# Accessory Battery



## maiku (Jun 1, 2008)

Would a single 12V accessory battery be enough to power all necessary stuff?
I'm looking at just using one high Ah 12V battery with a voltage regulator to keep constant 12V to power the brakes, steering, heater, lights, radio, basically anything in the car that needs 12V

maybe install a permanent 12V battery charger than would take the same 110V line as the pack charger

this removes the need for a DC-DC converter and leaves more power for the motor


----------



## Coley (Jul 26, 2007)

I put a 95AH marine deep cycle, 12volt battery, in my car for the car system battery.

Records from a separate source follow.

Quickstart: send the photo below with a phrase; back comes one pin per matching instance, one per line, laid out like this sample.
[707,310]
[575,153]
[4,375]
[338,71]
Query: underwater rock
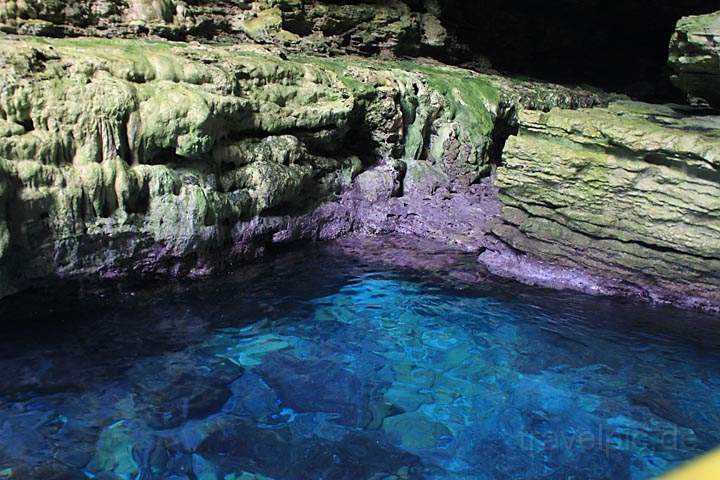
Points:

Using the headlights, wipers, radio and all stop/turn signals, it still took 20 days of daily driving, to pull it down to a SOC of 90%.

A 225 AH battery would be good, if you have high amp draw like a stereo, etc. A volt meter just for it, would be a nice addition to the dash.

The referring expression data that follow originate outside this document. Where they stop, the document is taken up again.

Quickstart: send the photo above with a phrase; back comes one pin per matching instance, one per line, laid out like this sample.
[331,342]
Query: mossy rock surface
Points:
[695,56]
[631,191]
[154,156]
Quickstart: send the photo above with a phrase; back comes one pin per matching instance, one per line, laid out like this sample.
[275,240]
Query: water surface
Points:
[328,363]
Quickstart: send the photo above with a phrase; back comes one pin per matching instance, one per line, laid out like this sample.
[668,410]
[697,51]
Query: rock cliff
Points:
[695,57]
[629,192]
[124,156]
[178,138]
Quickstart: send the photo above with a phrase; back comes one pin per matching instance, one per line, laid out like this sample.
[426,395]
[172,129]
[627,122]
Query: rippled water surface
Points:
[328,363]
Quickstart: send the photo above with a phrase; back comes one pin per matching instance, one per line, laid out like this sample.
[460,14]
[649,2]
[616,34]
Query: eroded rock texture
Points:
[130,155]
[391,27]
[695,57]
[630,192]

An EV system battery doesn't need high CCA to do it's job, just good AHs.

And it saves the cost of a DC/DC expense.


----------



## adric22 (Jan 17, 2008)

I used a 33ah wheelchair battery. It is a very small 12V AGM about the size of a lawn-mower battery or something similar. I rarely drive at night, but even on tests where I had everything running: Lights, stereo system, etc.. It barely affected the SOC. Then again, my car only has a 20 mile practical range so the traction pack is always going to run out before the 12V battery will. It saved me from having to buy a DC-DC converter and I'm using a little $18 charger I bought at wal-mart that is connected to the car's main power inlet along with the traction charger.


----------



## maiku (Jun 1, 2008)

obviously i'm only going to use a battery that can last the drain as far as i'm hoping to drive (roughly 50 miles)

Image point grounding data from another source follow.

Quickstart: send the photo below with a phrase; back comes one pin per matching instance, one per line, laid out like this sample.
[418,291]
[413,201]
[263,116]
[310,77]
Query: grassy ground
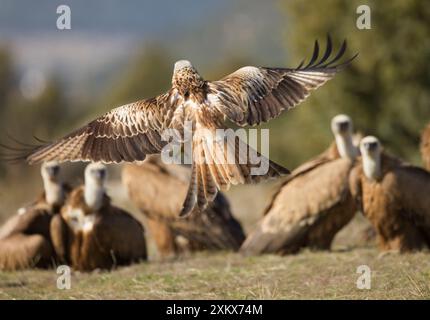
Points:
[309,275]
[224,275]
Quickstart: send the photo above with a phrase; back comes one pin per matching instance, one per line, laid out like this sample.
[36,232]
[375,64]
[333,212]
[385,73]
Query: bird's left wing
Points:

i guess maybe an exide orbital 50Ah should do the trick
it's only 40lbs and should be enough to power all 12V


----------



## ww321q (Mar 28, 2008)

maiku said:


> obviously i'm only going to use a battery that can last the drain as far as i'm hoping to drive (roughly 50 miles)
> 
> i guess maybe an exide orbital 50Ah should do the trick
> it's only 40lbs and should be enough to power all 12V


Any thing that is deep cycle , AGM , or Gel . No car cranking batteries . I found out about that when my truck was new and I was running an inverter to run tools on . J.W.


----------



## favguy (May 2, 2008)

Yep, sounds good, that's exactly what I'm planning to do. 

You need to add up the current draw assuming night time driving in bad weather, so include all lights, blower motor, contactor load, wipers, radio. Also allow a percentage of the current (I used 10%) of the indicators, brake lights, brake vacuum pump running, heated rear window element. 

When you've got the total current for that lot, work out the maximum time your car is likely to run on a slow trip until its maximum range has been done.

Use the battery wiki to calculate the Ah you'll need to run that current over that time allowing for a maximum dod of about 60% 

I worked out that 100Ah would be fine for mine.


----------



## VDubber (Jun 2, 2008)

I once had my alternator in my ICE go out (completely). Being that you almost have to remove a driveshaft to replace it (crazy engineers), I simply grabbed one of the deep-cycle AGMs that I use in my 'electric' fishing boat.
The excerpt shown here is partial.